Can assimilating remotely-sensed surface soil moisture data improve root-zone soil moisture predictions in the CABLE land surface model?

Abstract

The ability to quantify soil moisture content over depths including the root zone is important for predicting key hydrological processes for a range of applications in agriculture, emergency planning, and weather prediction. Remote-sensing provides a large amount of spatially distributed information related to water balance quantities. This includes brightness temperature data from passive microwave sensors such as the Advanced Microwave Scanning Radiometer for the Earth Observing System (AMSR-E), which is used to estimate surface soil moisture content. Such observations can add valuable information to hydrologic/land surface modelling when combined using data assimilation techniques. However soil moisture from sensors such as AMSR-E can only be retrieved for the top couple of centimetres of soil at most, so assimilating this information into the surface layer of a model needs to constrain soil moisture in deeper layers. This will depend partly on the accuracy of model structure in relating surface moisture dynamics to deeper soil profiles, and also on assumptions made about model errors that can affect how the assimilation algorithm adjusts the model. Here we assimilated AMSR-E soil moisture observations into a CSIRO Atmosphere Biosphere Land Exchange model (CABLE) simulation over the Yanco region in the Murrumbidgee catchment, Australia. We then examined the impact it had on deeper soil moisture profiles (0-30cm and 0-60cm) in CABLE compared to in-situ validation data for two sites.

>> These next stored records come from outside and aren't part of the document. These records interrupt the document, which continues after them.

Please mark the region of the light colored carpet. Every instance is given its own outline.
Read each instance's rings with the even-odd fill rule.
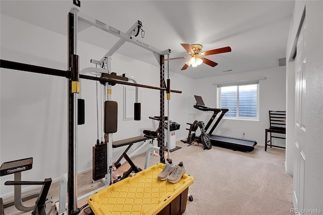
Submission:
[[[189,193],[193,201],[187,201],[185,215],[195,214],[290,214],[293,208],[293,178],[285,173],[284,150],[256,146],[251,152],[235,151],[213,146],[202,146],[178,141],[182,148],[171,153],[175,164],[182,161],[186,173],[194,177]],[[132,158],[143,169],[145,154]],[[151,155],[150,165],[159,163]],[[102,185],[92,183],[92,173],[78,177],[78,196]],[[58,183],[51,186],[53,201],[58,199]],[[84,202],[83,203],[85,203]],[[6,214],[29,214],[14,206],[6,208]],[[84,214],[84,213],[82,213]],[[52,214],[56,214],[54,209]]]

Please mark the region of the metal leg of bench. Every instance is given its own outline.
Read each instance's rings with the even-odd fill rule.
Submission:
[[[146,160],[145,161],[145,169],[147,169],[148,167],[150,160],[150,152],[153,151],[158,151],[159,147],[157,146],[151,146],[148,148],[147,149],[147,152],[146,152]]]
[[[120,164],[120,161],[121,161],[121,159],[124,158],[124,154],[127,154],[126,153],[129,150],[129,149],[130,148],[130,147],[131,147],[131,146],[132,146],[133,144],[130,144],[128,147],[127,148],[127,149],[125,150],[125,151],[124,151],[124,152],[122,153],[122,155],[121,155],[121,156],[120,156],[120,157],[119,157],[119,158],[118,159],[118,160],[117,160],[116,162],[116,163],[115,163],[115,167],[116,167],[116,168],[118,169],[119,167],[120,167],[120,166],[121,166],[121,164]]]

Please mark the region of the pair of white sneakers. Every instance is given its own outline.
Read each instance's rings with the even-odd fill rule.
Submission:
[[[176,183],[179,182],[184,174],[186,172],[186,169],[181,162],[178,165],[174,165],[173,160],[170,159],[168,163],[165,164],[163,171],[158,175],[157,178],[162,181],[167,180],[168,182]]]

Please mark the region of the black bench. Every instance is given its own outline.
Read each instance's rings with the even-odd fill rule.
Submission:
[[[129,156],[128,155],[128,154],[127,154],[127,152],[131,147],[131,146],[132,146],[134,143],[144,141],[148,139],[148,138],[146,137],[139,136],[138,137],[131,137],[130,138],[125,139],[123,140],[112,142],[112,148],[114,148],[128,145],[128,147],[127,147],[126,150],[123,152],[118,160],[117,160],[115,163],[115,167],[116,167],[117,169],[118,169],[121,166],[120,161],[123,158],[124,158],[130,165],[130,168],[124,174],[123,176],[121,177],[121,179],[120,180],[122,180],[128,177],[132,171],[134,171],[135,173],[137,173],[142,170],[140,168],[137,168],[136,165],[135,165],[132,160],[131,160]]]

CABLE was not calibrated, however the AMSR-E data were rescaled to match CABLE's soil moisture time series for the year 2005 (where annual rainfall was representative of long term climatology in the study region). The latest remotely-sensed Leaf Area Index (LAI) product from MODIS was also used as a key model parameter input. Initial results after perturbing this data and other inputs, to represent model error for the assimilation process, indicated the stability of assimilation applied to CABLE is sensitive to large perturbations. From subsequent experiments, the impact on predictions over 0-30cm and 0-60cm depth ranges from assimilating AMSR-E surface soil moisture was minimal compared to CABLE predictions with no assimilation, even though there were clear impacts on surface moisture predictions. This study provides direction for more focused research into understanding and representing model error and sensitivity with the help of remotely-sensed information.